アドラー心理学は、人生における幸せを手にするために不可欠なさまざまな気づきを、私たちに与えてくれます。
「今、あまり幸せを感じていない」
「自分が不幸だと感じる」
「いつも満たされない感じがする」
そんなあなたは、アドラー心理学を知ることで、人生が変わる可能性があります。
今回は、アドラー心理学の大きな5つの教えや、アドラー心理学をもっと深く知るための本をご紹介します。
目次
2. アドラー心理学5つの教え
教え1.「目的論」と「原因論」
①「原因論」とは
②「目的論」とは
教え2. 共同体感覚
(1)自己受容
(2)他者信頼
(2)他者信頼
教え3. 勇気づけ
① 思いを伝える言葉
② 現在を認める言葉
③ 未来に意識を向ける言葉
教え4. 課題の分離
(1)課題の分離の方法
(2)あなたの課題に向き合う方法
教え5. 承認欲求を捨てる
① 承認欲求は生きづらさを生む
② 自分との対話を大切に
3. アドラー心理学おすすめの書籍
3-1. アドラー心理学入門 (ベスト新書) /岸見一郎 著
3-2. 嫌われる勇気(ダイヤモンド社)/岸見 一郎 著、古賀 史健 著
3-3. マンガでやさしくわかるアドラー心理学( 日本能率協会マネジメントセンター )/岩井 俊憲 著、星井 博文
1. アドラー心理学とは?
アドラー心理学とは、アルフレッド・アドラーが創始し、後進たちがさらに発展させてきた心理学のひとつであり、個人心理学とも呼ばれます。

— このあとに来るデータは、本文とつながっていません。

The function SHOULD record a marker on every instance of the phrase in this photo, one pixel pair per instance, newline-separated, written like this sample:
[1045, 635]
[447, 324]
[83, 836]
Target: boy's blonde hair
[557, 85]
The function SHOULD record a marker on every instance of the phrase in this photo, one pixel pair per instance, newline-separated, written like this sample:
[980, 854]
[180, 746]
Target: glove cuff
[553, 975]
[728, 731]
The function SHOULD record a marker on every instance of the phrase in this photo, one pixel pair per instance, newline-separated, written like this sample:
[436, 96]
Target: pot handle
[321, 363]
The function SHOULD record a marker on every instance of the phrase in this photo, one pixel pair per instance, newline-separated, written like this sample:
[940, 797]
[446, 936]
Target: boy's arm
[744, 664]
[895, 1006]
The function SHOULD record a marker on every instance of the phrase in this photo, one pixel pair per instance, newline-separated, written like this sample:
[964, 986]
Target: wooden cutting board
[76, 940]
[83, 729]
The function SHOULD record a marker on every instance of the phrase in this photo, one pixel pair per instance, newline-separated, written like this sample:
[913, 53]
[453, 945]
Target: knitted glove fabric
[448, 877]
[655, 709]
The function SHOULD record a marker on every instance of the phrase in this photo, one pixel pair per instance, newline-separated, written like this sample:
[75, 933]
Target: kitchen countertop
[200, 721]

アドラー心理学は、多くの名言や考え方で、さまざまな人々に影響を与えてきました。現在まで多くの人々に読まれ続ける、『7つの習慣』の著者のスティーブン・R・コヴィーや、『人を動かす』の著者のデール・カーネギーなども、アドラー心理学の影響を受けた1人だといわれています。
2. アドラー心理学5つの教え
アドラー心理学の中で、私たちが幸せな人生を歩んでいく上で知っておきたい、5つの教えをお伝えしていきます。
教え1. 「目的論」と「原因論」
アドラーは「目的論」を唱え、「人は何かの目的があって、今の状況を作り出している」という考え方を示しました。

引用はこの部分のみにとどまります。